At any given time in history and in any country there is only a small percentage of the people who are shocked by bureaucratic tyranny.

The people who become alert to the parasite nature of government are without exception producers and savers as they have the most to lose.

Those who have accumulated wealth are actually enemies of the state whether they are aware of it or not.

If hyperinflation occurs in the United States on top of the massive inflation occurring now, having your money based outside the U.S. allows you to escape some of hyperinflation’s effects, including the possible seizure of your assets by the government. As investment strategist Doug Casey succinctly opined, you should “get your money out of the country before the country gets your money out of you.”

You should be aware that the USA Patriot Act now permits the government to seize an account on the flimsy basis of “probable cause” that the account is linked to crime. This includes any criminal activity, not just suspected terrorist activity.

In case you don’t think this is happening right now, without warrants (or at least, in violation of them) Techdirt reminds us that back in March – yes, 2021 – “The US Attorney in Los Angeles, California secured an indictment against a secure vault company, alleging the company was engaged in money laundering, drug trafficking, and hiding taxable assets. None of the company’s employees or owners were indicted.

“FBI agents spent five days turning US Private Vaults upside down. Agents apparently emptied every safety deposit box housed by the business. They did this in complete contradiction of the limits imposed on them by the FBI’s own warrant affidavit. … The FBI could have taken custody of the boxes without opening them and sought warrants for those implicated by the investigation. Instead, the FBI agents emptied the boxes while still on the premises, engaging in dozens of searches not authorized by any warrant.”

Government strategy is to invade our privacy and freedom under the pretext of protecting us from terrorism, drug traffickers, criminals, viruses, and all kinds of booger bears. Politicians-as-usual all protect and enlarge the government’s asset seizure regime while pretending to do precisely the opposite. Such “opposite behavior” is the proof of a conspiracy against Americans.

Escaping burdensome laws, asset forfeiture, and currency regulations are reasons you should consider moving at least some of your assets offshore. The very best way to preserve assets is to first take them out of U.S. dollars. Then get them out of reach of U.S. jurisdiction which means out of the United States. The exception here would of course be gold and silver in your physical possession and take delivery of your stock certificates.

Swiss annuities used to be safe from the hands of the U.S. government and its reporting requirements, but this is no longer true as Swiss banks have been forced to comply with the blunt instrument of enforcement that beats into compliance everything it comes in contact with, also known as the IRS.

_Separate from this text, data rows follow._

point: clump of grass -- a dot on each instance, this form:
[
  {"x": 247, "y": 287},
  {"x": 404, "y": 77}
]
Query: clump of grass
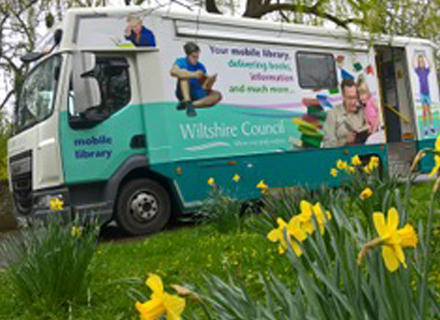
[
  {"x": 50, "y": 265},
  {"x": 222, "y": 211}
]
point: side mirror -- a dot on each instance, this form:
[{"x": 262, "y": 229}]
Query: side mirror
[{"x": 85, "y": 87}]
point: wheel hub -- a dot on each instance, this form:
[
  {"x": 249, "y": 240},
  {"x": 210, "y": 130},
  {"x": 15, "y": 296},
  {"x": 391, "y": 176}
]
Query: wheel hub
[{"x": 144, "y": 206}]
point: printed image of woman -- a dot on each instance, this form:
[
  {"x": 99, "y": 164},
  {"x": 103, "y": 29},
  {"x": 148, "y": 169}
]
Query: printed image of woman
[
  {"x": 369, "y": 105},
  {"x": 421, "y": 68}
]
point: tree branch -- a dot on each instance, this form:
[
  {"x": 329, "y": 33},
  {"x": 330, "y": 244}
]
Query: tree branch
[
  {"x": 6, "y": 99},
  {"x": 314, "y": 10}
]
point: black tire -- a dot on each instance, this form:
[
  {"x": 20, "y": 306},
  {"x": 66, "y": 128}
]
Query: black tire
[{"x": 143, "y": 207}]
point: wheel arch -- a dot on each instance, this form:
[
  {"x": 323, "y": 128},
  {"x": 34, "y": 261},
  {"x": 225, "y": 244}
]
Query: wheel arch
[{"x": 137, "y": 166}]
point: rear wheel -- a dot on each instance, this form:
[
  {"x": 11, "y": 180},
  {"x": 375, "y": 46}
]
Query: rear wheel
[{"x": 143, "y": 207}]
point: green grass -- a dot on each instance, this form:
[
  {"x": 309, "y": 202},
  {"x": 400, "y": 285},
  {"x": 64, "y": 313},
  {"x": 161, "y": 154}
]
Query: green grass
[{"x": 180, "y": 257}]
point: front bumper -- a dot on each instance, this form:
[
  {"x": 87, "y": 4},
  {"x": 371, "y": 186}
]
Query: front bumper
[{"x": 43, "y": 208}]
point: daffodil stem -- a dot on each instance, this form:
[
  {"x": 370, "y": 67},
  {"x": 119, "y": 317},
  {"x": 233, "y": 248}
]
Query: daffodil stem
[
  {"x": 407, "y": 196},
  {"x": 367, "y": 247},
  {"x": 426, "y": 266}
]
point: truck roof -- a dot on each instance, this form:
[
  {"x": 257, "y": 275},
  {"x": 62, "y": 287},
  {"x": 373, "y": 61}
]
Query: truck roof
[{"x": 285, "y": 31}]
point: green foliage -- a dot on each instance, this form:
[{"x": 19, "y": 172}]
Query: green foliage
[
  {"x": 222, "y": 211},
  {"x": 50, "y": 266},
  {"x": 332, "y": 285}
]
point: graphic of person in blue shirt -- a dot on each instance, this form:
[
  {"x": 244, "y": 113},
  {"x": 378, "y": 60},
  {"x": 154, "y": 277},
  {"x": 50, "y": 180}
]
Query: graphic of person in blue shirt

Despite the IRS’s zealotry, there are still a few legal loopholes you can use to quietly hold certain types of assets offshore without reporting.

Mark Nestmann of The Nestmann Group tells the story of one man who so despised FATCA and all the overseas reporting requirements that he did two things. First, he bought some land in the south of Austria and built what looked like a farmhouse on it. Inside, there were myriad rooms, hidden hidey-holes and some fireproof, water-resistant safes embedded into the concrete foundation, all hidden under loose floorboards.

The man was a builder and was able to do most of the work himself, which is unusual, but it also allowed him to store almost a million dollars’ worth of precious metals there. He also did not rent the house because that income would trigger reporting requirements.

Instead, he lives there with his wife. Nestmann writes: “Nearly $2 million of their net worth. And the U.S. government knows nothing about it. 100 percent private. Are there risks? Sure. Theft and fire come immediately to mind (although insurance can help with that).”

The reason this is all beyond the reach of the IRS is that all physical precious metals held directly outside the U.S. are exempt from reporting although anything else is not. For real estate, the feds don’t require you to report on personally held offshore real estate in any form that is for personal use.